Immigration Weekly Round-Up: Visa Processing Resumes for Thousands of Foreign Workers; Report Finds Severe Overcrowding at Immigration Detention Centers; No Immigration Enforcement at COVID-19 Vaccination Sites
Certain Nonimmigrant Visa Processing to Recommence
The U.S. Department of State has announced new visa processing procedures after President Biden allowed the expiration of visa restrictions that had barred entry for numerous temporary workers. These included multinational managers and executives, specialty occupation employees, non-agricultural laborers (including landscapers, camp counselors, resort employees), au pairs, and exchange students, and many others. Former President Trump instituted the restrictions in 2020, asserting they would help protect the American labor market.
The Department of State noted that visa applicants in the H-1B, H-2B, J, and L nonimmigrant categories who have not yet been scheduled for an interview will have their applications prioritized and processed in accord with policies regarding the resumption of routine services at U.S. embassies and consulates around the world, which changed due to COVID-19 restrictions that vary from country to country. Visa applicants should check the operational status of their closest U.S. Embassy or Consulate.
The State Department further indicated that applicants who were refused a visa under the prior restrictions should reapply by submitting a new application and fee.

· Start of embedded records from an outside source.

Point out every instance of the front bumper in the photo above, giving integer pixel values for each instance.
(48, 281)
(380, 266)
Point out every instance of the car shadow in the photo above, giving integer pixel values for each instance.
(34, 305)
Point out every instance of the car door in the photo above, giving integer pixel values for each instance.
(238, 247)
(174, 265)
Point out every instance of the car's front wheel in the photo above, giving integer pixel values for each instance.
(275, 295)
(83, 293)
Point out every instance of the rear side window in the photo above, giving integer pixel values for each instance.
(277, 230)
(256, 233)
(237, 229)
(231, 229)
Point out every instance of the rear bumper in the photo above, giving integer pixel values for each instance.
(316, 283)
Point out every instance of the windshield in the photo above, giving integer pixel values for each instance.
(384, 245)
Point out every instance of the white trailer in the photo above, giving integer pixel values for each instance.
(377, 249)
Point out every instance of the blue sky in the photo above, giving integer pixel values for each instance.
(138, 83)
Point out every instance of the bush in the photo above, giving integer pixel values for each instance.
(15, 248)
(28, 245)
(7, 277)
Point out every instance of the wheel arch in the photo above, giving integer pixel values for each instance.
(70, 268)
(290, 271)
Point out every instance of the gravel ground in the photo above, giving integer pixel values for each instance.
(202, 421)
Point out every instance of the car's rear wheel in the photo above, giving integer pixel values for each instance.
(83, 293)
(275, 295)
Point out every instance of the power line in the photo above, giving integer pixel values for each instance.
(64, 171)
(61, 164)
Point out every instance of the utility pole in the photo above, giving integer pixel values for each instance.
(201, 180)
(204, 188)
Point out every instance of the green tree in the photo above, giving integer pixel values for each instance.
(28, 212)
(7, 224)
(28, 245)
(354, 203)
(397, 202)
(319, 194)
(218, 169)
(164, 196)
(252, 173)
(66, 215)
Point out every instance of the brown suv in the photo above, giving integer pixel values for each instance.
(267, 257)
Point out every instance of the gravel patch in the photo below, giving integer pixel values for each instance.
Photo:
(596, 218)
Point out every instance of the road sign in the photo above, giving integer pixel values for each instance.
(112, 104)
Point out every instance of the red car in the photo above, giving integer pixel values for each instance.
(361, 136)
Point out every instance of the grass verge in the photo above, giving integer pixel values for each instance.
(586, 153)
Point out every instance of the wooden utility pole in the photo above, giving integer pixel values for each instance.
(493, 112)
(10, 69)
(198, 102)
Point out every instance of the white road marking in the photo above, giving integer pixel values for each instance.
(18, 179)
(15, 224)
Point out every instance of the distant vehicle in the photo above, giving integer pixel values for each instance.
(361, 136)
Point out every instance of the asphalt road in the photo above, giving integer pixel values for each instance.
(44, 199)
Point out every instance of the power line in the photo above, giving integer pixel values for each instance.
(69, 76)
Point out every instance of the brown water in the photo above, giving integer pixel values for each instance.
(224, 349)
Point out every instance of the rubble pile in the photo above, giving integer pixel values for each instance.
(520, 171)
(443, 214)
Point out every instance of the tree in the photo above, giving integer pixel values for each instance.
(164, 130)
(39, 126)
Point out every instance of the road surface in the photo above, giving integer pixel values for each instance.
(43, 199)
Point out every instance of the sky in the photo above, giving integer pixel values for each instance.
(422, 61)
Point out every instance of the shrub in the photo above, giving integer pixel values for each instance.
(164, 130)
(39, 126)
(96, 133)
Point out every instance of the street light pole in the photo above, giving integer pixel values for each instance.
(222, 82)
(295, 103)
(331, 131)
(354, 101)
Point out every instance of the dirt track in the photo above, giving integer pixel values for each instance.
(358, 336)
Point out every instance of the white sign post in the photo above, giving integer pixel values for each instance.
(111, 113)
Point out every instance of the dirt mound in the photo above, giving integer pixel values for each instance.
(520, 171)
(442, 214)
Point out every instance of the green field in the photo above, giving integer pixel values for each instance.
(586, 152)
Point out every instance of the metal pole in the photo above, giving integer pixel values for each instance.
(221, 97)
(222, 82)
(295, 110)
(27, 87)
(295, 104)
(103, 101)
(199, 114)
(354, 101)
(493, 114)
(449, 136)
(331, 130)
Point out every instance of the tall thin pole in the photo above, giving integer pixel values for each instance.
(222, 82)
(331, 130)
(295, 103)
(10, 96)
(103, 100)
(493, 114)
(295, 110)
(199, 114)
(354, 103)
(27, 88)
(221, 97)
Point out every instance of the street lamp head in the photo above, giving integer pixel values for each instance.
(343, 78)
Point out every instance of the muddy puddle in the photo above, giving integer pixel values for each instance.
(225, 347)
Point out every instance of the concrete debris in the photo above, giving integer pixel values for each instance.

Severe Overcrowding at Border Patrol Facilities
A court-appointed special monitor and a pediatrician have co-authored a report finding that U.S. Border Patrol facilities along the Rio Grande Valley are severely overcrowded and “stretched beyond thin,” and that “custodial and medical provisions essential to adequate detention conditions are threatened by levels of occupancy that exceed the physical space required to maintain safe, sanitary, and humane conditions.” The special monitor, Andrea Sheridan Ordin, visited several border detention facilities in the course of decades-long litigation regarding the rights of children in immigration detention.
The reports note that the current facilities were designed to hold adults, but have now been filled beyond capacity by minor children. This has been exacerbated recently by an increase in border crossings due to an array of factors, including natural disasters in Central America.

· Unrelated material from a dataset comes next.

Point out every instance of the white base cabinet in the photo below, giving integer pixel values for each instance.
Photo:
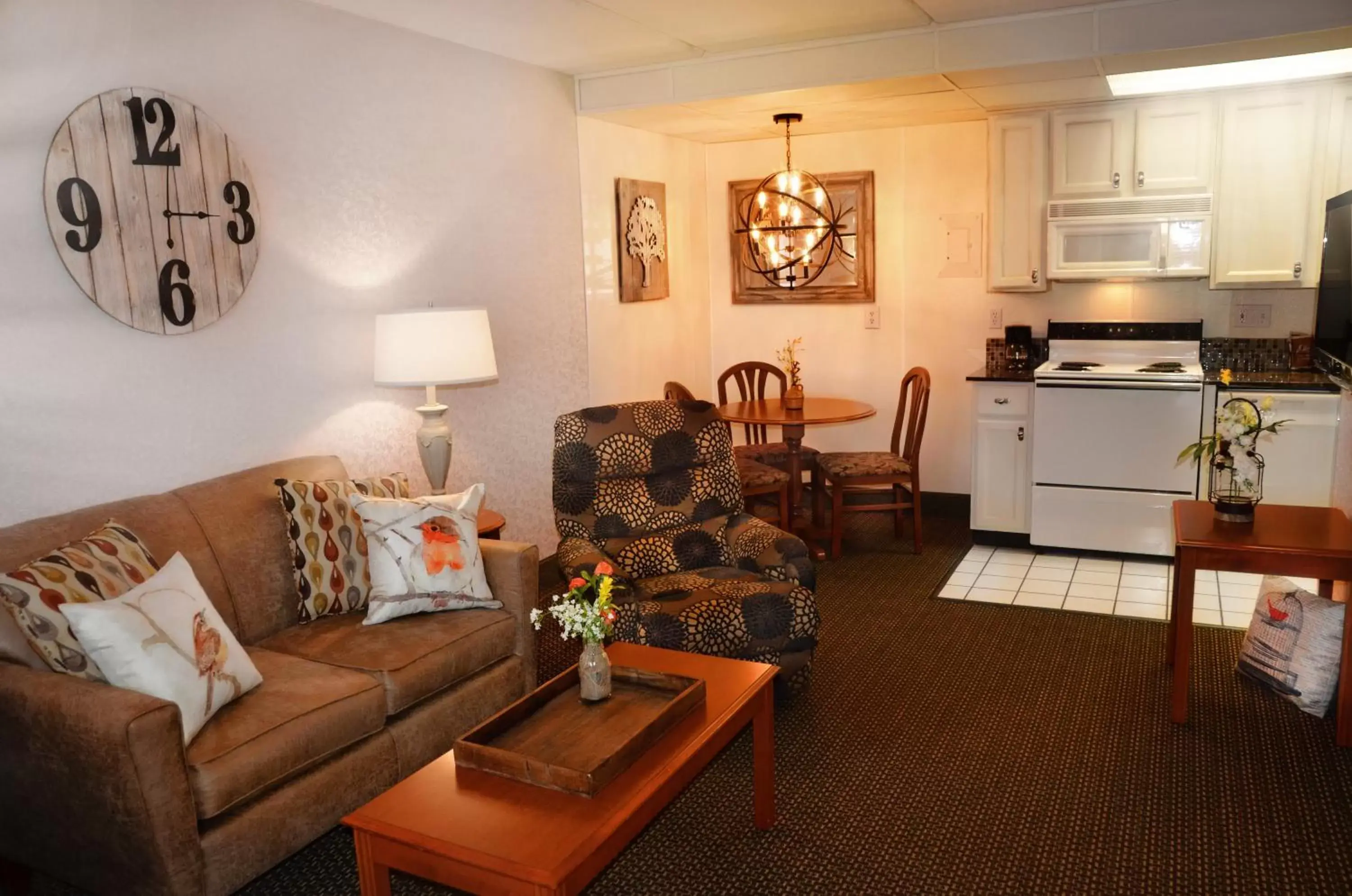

A 1997 settlement agreement, agreed to by the U.S. government, called for the release of children in immigration custody after 72 hours. Recently, however, immigrant children in government detention have been kept well beyond the 72-hour legal limit, sometimes for more than 100 hours. Sheridan Ordin’s report includes recommendations for the government to set clear standards for emergency intake sites to prioritize the health and safety of children. Further recommendations include increasing monitoring by a juvenile coordinator overseeing the facilities and hiring additional medical experts to care for children with medical conditions.
ICE Not Conducting Enforcement Operations at COVID-19 Vaccination Sites
The Federal Emergency Management Agency (FEMA) recently announced that it, along with other agencies, “fully support[s] equal access to [COVID-19] vaccines and vaccine distribution sites for undocumented immigrants.” FEMA has confirmed that immigration status will not hinder anyone’s ability to be vaccinated for COVID-19. This follows an announcement earlier this year from the Department of Homeland Security that Immigration and Customs Enforcement (ICE) and Customs and Border Patrol will not enforce immigration protocols at or near vaccine distribution sites or clinics. Individuals should not avoid seeking medical care, including vaccinations, due to fears related to their immigration status.